From mboxrd@z Thu Jan  1 00:00:00 1970
From: Yang Yingliang <yangyingliang@huawei.com>
Subject: Re: [PATCH net v2 1/2] net: sched: tbf: fix calculation of max_size
Date: Tue, 19 Nov 2013 14:04:25 +0800
Message-ID: <528AFF69.5020603@huawei.com>
References: <1384763964-5000-1-git-send-email-yangyingliang@huawei.com>	<1384763964-5000-2-git-send-email-yangyingliang@huawei.com> <20131118133246.02651392@redhat.com>
Mime-Version: 1.0
Content-Type: text/plain; charset="ISO-8859-1"
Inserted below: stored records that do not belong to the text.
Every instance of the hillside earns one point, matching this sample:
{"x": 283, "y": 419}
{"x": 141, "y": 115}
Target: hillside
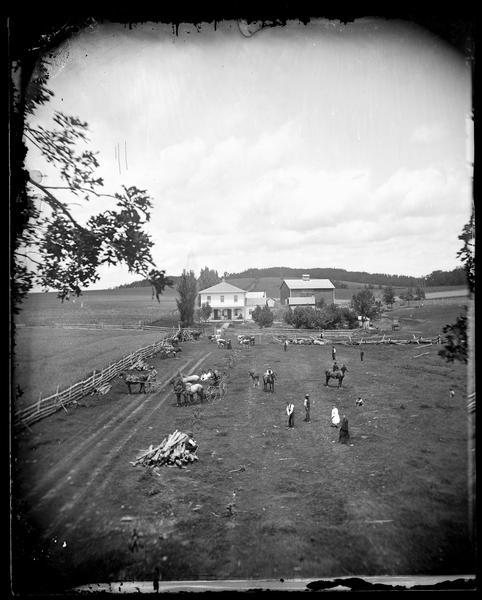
{"x": 272, "y": 277}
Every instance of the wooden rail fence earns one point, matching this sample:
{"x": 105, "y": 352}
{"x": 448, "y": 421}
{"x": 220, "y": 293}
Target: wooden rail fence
{"x": 46, "y": 406}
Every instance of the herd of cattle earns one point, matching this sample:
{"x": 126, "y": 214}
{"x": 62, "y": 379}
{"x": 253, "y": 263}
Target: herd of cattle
{"x": 190, "y": 387}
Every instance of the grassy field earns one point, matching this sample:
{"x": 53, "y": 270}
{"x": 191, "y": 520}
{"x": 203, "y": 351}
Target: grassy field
{"x": 393, "y": 501}
{"x": 125, "y": 306}
{"x": 49, "y": 357}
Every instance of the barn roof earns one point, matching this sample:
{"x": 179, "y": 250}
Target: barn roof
{"x": 303, "y": 300}
{"x": 318, "y": 284}
{"x": 223, "y": 287}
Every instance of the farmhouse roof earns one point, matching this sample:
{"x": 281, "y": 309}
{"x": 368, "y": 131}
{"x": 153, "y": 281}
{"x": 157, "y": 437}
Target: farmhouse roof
{"x": 223, "y": 287}
{"x": 302, "y": 300}
{"x": 318, "y": 284}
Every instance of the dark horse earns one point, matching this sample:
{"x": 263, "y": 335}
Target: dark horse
{"x": 268, "y": 382}
{"x": 335, "y": 375}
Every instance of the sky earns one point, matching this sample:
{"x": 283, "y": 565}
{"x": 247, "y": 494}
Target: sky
{"x": 319, "y": 145}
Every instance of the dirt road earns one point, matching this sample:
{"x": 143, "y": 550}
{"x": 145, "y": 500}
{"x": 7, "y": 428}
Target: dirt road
{"x": 263, "y": 501}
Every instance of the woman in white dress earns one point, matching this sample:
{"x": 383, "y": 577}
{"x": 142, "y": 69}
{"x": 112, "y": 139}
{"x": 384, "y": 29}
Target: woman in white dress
{"x": 335, "y": 417}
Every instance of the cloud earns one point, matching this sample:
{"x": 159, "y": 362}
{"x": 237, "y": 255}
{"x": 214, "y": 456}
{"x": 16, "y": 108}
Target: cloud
{"x": 428, "y": 134}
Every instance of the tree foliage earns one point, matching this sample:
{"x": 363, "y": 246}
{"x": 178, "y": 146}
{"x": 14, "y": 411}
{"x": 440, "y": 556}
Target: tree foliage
{"x": 205, "y": 311}
{"x": 388, "y": 295}
{"x": 364, "y": 304}
{"x": 455, "y": 348}
{"x": 187, "y": 291}
{"x": 329, "y": 317}
{"x": 51, "y": 247}
{"x": 263, "y": 316}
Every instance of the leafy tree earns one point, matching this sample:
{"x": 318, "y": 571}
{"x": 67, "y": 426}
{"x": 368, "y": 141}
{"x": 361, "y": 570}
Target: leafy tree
{"x": 320, "y": 303}
{"x": 207, "y": 278}
{"x": 265, "y": 317}
{"x": 187, "y": 290}
{"x": 205, "y": 311}
{"x": 388, "y": 296}
{"x": 364, "y": 304}
{"x": 407, "y": 295}
{"x": 255, "y": 314}
{"x": 456, "y": 346}
{"x": 51, "y": 247}
{"x": 419, "y": 293}
{"x": 288, "y": 316}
Content-Transfer-Encoding: 7bit
Cc: <davem@davemloft.net>, <netdev@vger.kernel.org>,
	<eric.dumazet@gmail.com>, <brouer@redhat.com>, <jpirko@redhat.com>
To: Jesper Dangaard Brouer <jbrouer@redhat.com>
Return-path: <netdev-owner@vger.kernel.org>
Received: from szxga02-in.huawei.com ([119.145.14.65]:39657 "EHLO
	szxga02-in.huawei.com" rhost-flags-OK-OK-OK-OK) by vger.kernel.org
	with ESMTP id S1750707Ab3KSGFb (ORCPT
	<rfc822;netdev@vger.kernel.org>); Tue, 19 Nov 2013 01:05:31 -0500
In-Reply-To: <20131118133246.02651392@redhat.com>
Sender: netdev-owner@vger.kernel.org
List-ID: <netdev.vger.kernel.org>

On 2013/11/18 20:32, Jesper Dangaard Brouer wrote:
> On Mon, 18 Nov 2013 16:39:23 +0800
> Yang Yingliang <yangyingliang@huawei.com> wrote:
> 
>> commit b757c9336d63f94c6b57532(tbf: improved accuracy at high rates)
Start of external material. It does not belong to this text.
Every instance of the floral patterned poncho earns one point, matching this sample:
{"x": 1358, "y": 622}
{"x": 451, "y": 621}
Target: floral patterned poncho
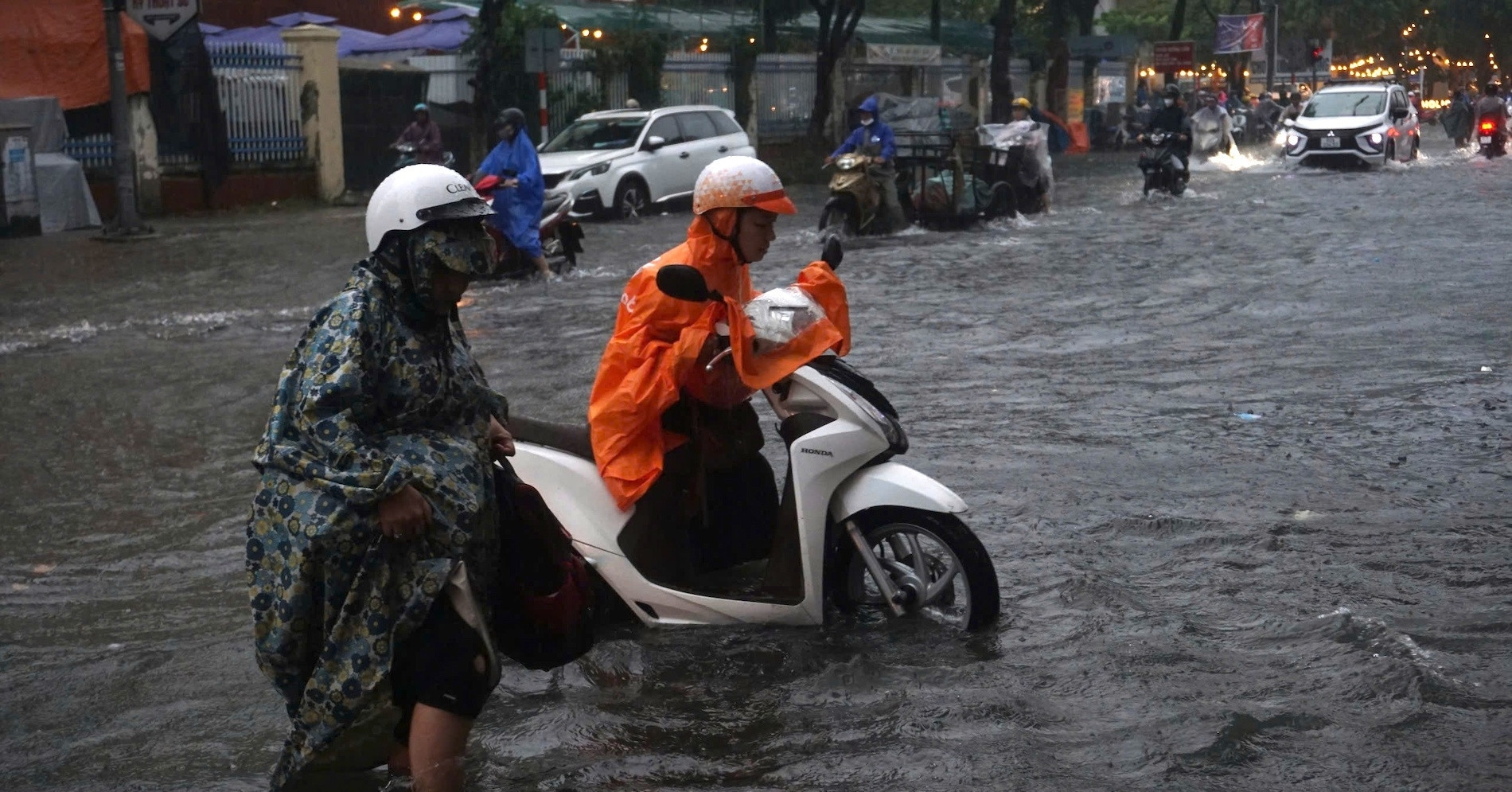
{"x": 377, "y": 395}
>> introduce a regression.
>>
>> With the follow command:
>> tc qdisc add dev eth1 root handle 1: tbf latency 50ms burst 10KB rate 30gbit mtu 64k
>>
>> Without this patch, the max_size value is 10751(bytes).
>> But, in fact, the real max_size value should be smaller than 7440(bytes).
>> Or a packet whose length is bigger than 7440 will cause network congestion.
>> Because the packet is so big that can't get enough tokens. Even all the tokens
>> in the buffer is given to the packet.
>>
>> With this patch, the max_size value is 7440(bytes).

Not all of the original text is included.